I considered that if the S cells for a member digit could only hold one truth, it could safely be deleted from the base cells. There's a (2346)r8c89 potential base set where (6) is a case in point. However, it's true in the base cells, which invalidates the JE inferences.

I've edited the JE Pattern Inferences post accordingly.

[David P Bird]

Twin JE Example

This puzzle is an example of using locked non-member digits in the target cell boxes to derive further inferences.

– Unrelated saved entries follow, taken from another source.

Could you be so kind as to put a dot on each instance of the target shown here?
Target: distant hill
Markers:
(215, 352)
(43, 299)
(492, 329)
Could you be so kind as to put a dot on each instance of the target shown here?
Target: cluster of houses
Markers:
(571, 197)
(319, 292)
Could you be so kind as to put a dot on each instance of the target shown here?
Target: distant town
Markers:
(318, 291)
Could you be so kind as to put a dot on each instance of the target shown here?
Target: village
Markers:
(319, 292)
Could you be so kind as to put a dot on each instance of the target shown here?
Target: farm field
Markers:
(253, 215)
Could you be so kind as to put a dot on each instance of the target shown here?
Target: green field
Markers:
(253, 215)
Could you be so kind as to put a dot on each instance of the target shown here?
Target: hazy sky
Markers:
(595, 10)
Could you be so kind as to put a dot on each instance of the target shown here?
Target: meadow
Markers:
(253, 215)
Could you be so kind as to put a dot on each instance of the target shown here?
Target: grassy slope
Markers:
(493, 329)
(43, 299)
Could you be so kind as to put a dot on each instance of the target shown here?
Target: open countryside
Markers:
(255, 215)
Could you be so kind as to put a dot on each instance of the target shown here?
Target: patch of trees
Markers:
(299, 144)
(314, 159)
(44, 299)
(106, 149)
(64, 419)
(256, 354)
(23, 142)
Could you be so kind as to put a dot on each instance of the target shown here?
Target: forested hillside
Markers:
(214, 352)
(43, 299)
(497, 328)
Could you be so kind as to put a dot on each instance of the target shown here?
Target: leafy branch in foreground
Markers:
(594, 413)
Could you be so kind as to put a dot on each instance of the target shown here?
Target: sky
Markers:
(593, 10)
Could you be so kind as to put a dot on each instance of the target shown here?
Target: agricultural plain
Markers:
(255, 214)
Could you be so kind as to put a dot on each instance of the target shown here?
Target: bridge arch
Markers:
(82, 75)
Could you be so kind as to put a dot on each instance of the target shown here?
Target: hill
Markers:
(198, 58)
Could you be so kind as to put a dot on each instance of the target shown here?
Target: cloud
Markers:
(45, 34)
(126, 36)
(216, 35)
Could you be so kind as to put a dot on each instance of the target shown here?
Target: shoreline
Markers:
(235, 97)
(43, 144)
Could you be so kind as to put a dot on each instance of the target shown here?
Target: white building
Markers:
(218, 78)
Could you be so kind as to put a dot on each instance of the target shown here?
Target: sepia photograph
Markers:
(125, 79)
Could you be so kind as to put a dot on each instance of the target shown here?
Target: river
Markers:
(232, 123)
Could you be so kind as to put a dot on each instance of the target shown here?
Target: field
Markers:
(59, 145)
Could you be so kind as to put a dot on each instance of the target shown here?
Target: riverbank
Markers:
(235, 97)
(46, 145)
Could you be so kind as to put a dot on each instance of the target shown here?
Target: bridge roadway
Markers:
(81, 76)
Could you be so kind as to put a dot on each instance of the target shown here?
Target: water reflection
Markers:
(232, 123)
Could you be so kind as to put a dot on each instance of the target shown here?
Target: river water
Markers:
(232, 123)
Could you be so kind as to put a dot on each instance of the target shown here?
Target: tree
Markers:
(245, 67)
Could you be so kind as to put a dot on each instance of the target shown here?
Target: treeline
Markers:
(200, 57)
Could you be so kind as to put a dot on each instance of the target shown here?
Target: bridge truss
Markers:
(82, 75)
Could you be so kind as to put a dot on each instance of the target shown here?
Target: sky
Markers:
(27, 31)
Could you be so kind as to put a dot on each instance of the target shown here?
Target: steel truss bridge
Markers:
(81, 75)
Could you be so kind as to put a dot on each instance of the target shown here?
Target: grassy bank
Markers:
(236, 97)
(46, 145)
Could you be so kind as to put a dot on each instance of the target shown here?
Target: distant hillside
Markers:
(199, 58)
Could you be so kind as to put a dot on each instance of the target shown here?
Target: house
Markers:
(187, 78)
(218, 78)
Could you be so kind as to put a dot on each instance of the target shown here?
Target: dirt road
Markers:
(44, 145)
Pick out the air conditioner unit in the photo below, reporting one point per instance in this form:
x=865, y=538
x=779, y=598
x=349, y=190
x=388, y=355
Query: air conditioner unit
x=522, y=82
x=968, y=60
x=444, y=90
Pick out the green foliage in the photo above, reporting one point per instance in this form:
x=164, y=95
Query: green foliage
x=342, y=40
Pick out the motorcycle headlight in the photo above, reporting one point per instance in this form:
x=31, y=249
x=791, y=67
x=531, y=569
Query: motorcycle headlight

98.7..6..5..9..4....7.3....4..5..8...7.....2...8..1....6..597.....6...48........5

Code: Select all

 *----------------------------*----------------------------*----------------------------*
 | <9>      <8>      1234     | <7>      124      245      | <6>      135      123      |
 | <5>      123      1236     | <9>      1268     268      | <4>      1378     1237     |
 | $ 126    124      <7>      | $ 1248   <3>      24568    | $ 125    1589     129      |
 *----------------------------*----------------------------*----------------------------*
 | <4>      1239     12369    | <5>      2679     2367     | <8>      1379     13679    |
 | $ 136    <7>      13569    | $ 348    4689     3468     | $ 135    <2>      13469    |
 | $ 236    2359     <8>      | $ 234    24679    <1>      | $ 35     3579     34679    |
 *----------------------------*----------------------------*----------------------------*
 | 1238     <6>      1234     | 12348    <5>      <9>      | <7>      # 13     # 123    |
 | # 1237   1235-9   1235-9   | <6>      127      237      | 1239     <4>      <8>      |
 | # 1237-8 12349    12349    | #123-48  1278-4   2378-4   | 1239     6        <5>      |
 *----------------------------*----------------------------*----------------------------*

As (7) is locked in r89c1 there is a Twin pattern in tier 3
(123)JET:r8c89,r8c4,(7)r89c1
=> r9c4 <> 48 (non-member digits in the simple target cell)
=> r9c1 <> 8 (non-member in twin cells not equal to the locked digit)
=> r8c23 <> 9 (as (5) is locked and one cell must hold a member)
=> r9c56 <> 4 (if (7)r8c1 then (78) become locked, if (7)r9c1 then (8) locked + member digit)
The targets will either be collinear or diagonal

One of the singles created by these eliminations is (4)r7c4 eliminating (4)r36c4
Now this puzzle is an oddity because the S cells for (123) all lie in 3 rows and in each column a single digit is locked in the 3 cells. Consequently the 9 cells must hold 6 instances of the base digits and 3 instances of the locked column digits are therefore a multi-sector locked set. This allows the spot candidates for each member digit to be eliminated.
Multi-sector Locked Set:(12)r3,(13)r5,(23)r6,(6)c1,(8)c4,(5)c7
=> r3c3689 <> 12, r5c369 <> 13, r6c2589 <> 23
Singles and tuples now finish the solution

[daj95376]

[Edit: Withdrawn. Erroneously deduced that r9c1<>7 from the 4-value Exocet. It was late and I was tired !!!]